İslam toplumlarının, radikal bir dönüşüm için, geleneğin radikal bir eleştirel sorgulamaya eleştirel sorgulamaya tabi tutulmasını öncelikli bir sorun olarak kabul etmeleri gerekir. Kendi tarzı, yöntemi, dili, gündemi ile büyüleyen toplumsal/ kültürel/ bir bünye- cemaat- topluluk, hiçbir zaman böyle bir sorgulama yapamaz, yapmamıştır. Şimdinin sorunlarının, büyük ölçüde, geçmişten kaynaklanan nedenleri olduğunu kabul etmeliyiz.

Yapısal- radikal bir değişim/ dönüşüm için çok yönlü, tarihsel çapta entelektüel- felsefi çabalar harcamak ve bu amaca yönelik olarak içerik ve bilinç üretmek yerine,politik iktidarı ele geçirmek için çaba harcamanın ne anlama geldiğini ahlaki temelde analiz etmek zorundayız. İnsanlar, neyi putlaştırırsa ( para-şöhret-iktidar vb.) onun mahkumu- kölesi haline geliyor.

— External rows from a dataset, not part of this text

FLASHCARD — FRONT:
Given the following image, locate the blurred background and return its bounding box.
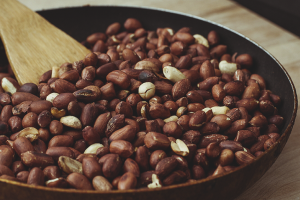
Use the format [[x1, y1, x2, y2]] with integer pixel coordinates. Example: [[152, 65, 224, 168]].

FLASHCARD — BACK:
[[15, 0, 300, 199], [18, 0, 300, 37], [235, 0, 300, 37]]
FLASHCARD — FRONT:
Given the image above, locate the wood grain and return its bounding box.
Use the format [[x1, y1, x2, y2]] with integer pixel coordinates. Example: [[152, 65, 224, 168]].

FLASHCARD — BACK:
[[12, 0, 300, 199], [0, 0, 90, 85]]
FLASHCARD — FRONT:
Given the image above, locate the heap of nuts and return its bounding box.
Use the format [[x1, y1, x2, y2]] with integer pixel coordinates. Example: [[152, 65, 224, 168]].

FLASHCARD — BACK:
[[0, 18, 284, 191]]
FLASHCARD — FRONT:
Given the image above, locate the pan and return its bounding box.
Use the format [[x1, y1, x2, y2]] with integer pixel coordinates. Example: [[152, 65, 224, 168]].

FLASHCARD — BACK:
[[0, 5, 297, 200]]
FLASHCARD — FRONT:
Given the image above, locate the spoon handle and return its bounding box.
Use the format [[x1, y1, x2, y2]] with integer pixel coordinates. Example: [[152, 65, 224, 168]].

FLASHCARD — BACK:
[[0, 0, 90, 85], [0, 0, 34, 40], [0, 0, 28, 21]]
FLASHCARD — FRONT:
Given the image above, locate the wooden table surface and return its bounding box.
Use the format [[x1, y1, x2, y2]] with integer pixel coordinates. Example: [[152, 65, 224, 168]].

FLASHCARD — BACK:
[[17, 0, 300, 199]]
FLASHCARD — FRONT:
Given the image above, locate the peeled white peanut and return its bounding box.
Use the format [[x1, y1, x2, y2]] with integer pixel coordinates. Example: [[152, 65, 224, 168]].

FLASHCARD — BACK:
[[148, 174, 162, 189], [202, 107, 212, 113], [165, 28, 174, 36], [60, 116, 82, 129], [193, 34, 209, 48], [163, 66, 186, 83], [84, 143, 104, 154], [46, 93, 59, 103], [139, 82, 155, 100], [164, 115, 178, 123], [176, 107, 187, 117], [1, 77, 17, 94], [219, 60, 237, 75], [211, 106, 230, 115], [171, 139, 189, 156], [111, 35, 121, 43], [17, 127, 39, 142], [140, 103, 149, 118]]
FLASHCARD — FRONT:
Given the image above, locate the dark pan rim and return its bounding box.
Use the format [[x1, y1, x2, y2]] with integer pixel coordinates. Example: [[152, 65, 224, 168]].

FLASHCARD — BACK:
[[0, 4, 298, 195]]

Entelektüel emperyalizm karşısında, İslami anlamda entelektüel bağımsızlığı gerçekleştirememek, entelektüel geleceğimizin de sömürgeleştirilmesi demektir. İslam ülkeleri- toplumları, bu toplumların düşünsel- kültürel- siyasal hayatları, yapısal altüst oluşlar ve istikrarsız bir gerçeklik içerisinde yaşadıkları için, fikirler- ilkeler doğrultusunda tercihler yapıyor, konum belirliyor. Her toplumda pragmatizm, ilgili toplumları dava bilincine yabancılaştırıyor. Toplumlarımızda halen yaşanmakta olan istikrarsız gerçeklik, büyük ölçüde emperyalistlerin küresel egemenlik ihtiraslarından, askeri- ideolojik politik egemenlik saplantılarından kaynaklanıyor. Emperyal küresel sorumsuzluk-barbarlık, zayıf güçsüz halkların ve toplumların haklarını ve onurlarını bütünüyle yok sayabiliyor.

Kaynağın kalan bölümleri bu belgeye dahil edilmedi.